LIBYA has a more dangerous transition phase that  is easily overlooked.   Muammar Gaddafi’s death 18 months ago has left a country in more turmoil than most opponents of Gaddafi expected.

All efforts were invested in ending Gaddafi’s 42 years in power. Little thought was spared about how to run a country where less than five per cent of the population knew King Idris, the man Gaddafi overthrew in 1969.

How does anyone run a country with more than 1,700 armed groups? How can one pacify 1,700 armed militias, all with claims of entitlement, having fought for the exit of Gaddafi? Who would disarm them, when they appear to be the law, when they are the ones offering protection to everyone, at a price?

The more powerful these militias insist that their participation in the eight-month war that wrestled power from Gaddafi make demands that include direction participation in decisions about Libya.

Criminal gangs have joined. The power of the gun is a threat to democratic rule which Libyans do not understand. The few who do have faint assumptions about democracy. Politicians are drawing support from militias. Militias ironically are Libya’s only effective police force.

Libyan and United States authorities cannot find the killers of US Ambassador J. Christopher Stevens. The risks of annoying the militias are too high.

On April 29 about 200 militias heavily armed with anti-aircraft weapons, surrounded the Ministry of Foreign Affairs building. They did not want officials who served under Gaddafi to have leadership positions. The next day another group surrounded the Justice Ministry making the same demand. Anti-militia protests broke out in the streets. The siege lasted two weeks and the militias won.

The groups had a list of several ministers they wanted removed, including Libya’s prime minister. He has angered militias by calling on them to join the government’s security forces, vowing to take a hard stance against armed groups that do not fall into line.

Libya’s fledgling parliament passed the law banning officials who served under Gaddafi from leadership.
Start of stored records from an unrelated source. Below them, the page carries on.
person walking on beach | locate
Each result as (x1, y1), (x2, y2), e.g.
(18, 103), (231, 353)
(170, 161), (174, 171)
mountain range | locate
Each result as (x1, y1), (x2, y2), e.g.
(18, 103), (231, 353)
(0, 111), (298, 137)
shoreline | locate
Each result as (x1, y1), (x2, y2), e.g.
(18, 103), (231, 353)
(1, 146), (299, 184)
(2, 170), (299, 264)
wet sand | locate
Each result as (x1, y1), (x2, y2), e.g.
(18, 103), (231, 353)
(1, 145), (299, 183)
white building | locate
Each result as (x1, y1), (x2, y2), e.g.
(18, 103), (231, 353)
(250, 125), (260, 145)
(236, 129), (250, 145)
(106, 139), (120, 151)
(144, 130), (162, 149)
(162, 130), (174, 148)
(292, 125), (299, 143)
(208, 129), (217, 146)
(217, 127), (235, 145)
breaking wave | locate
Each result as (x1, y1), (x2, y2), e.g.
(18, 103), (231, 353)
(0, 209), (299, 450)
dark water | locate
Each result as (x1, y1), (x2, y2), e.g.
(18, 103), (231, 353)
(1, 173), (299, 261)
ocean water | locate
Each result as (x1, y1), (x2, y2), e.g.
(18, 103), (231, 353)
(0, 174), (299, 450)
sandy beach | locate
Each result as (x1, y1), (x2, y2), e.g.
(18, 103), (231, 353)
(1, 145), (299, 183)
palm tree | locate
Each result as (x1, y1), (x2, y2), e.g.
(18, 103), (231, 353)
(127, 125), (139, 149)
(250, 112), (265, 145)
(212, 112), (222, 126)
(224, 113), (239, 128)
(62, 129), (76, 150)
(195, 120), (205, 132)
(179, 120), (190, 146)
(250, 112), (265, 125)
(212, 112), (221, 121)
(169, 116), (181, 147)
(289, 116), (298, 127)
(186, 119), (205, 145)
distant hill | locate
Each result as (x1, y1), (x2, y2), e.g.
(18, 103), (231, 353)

The law is not only wrong for being discriminatory, one of the major charges about the Gaddafi regime, but it gave no thought to its impact on Libya.

Only the few who were in exile under Gaddafi did not serve in his government. Where would Libyans in Libya have worked in 42 years except with Gaddafi? Where would the militias find experienced Libyans to manage the affairs of their country?

Libya presents a fuller picture of the evils dictators deposit when they depart. Yet there are the likes of Robert Gabriel Mugabe, who at 89, and 33 years in power, are destroying their countries with enthusiastic abandon.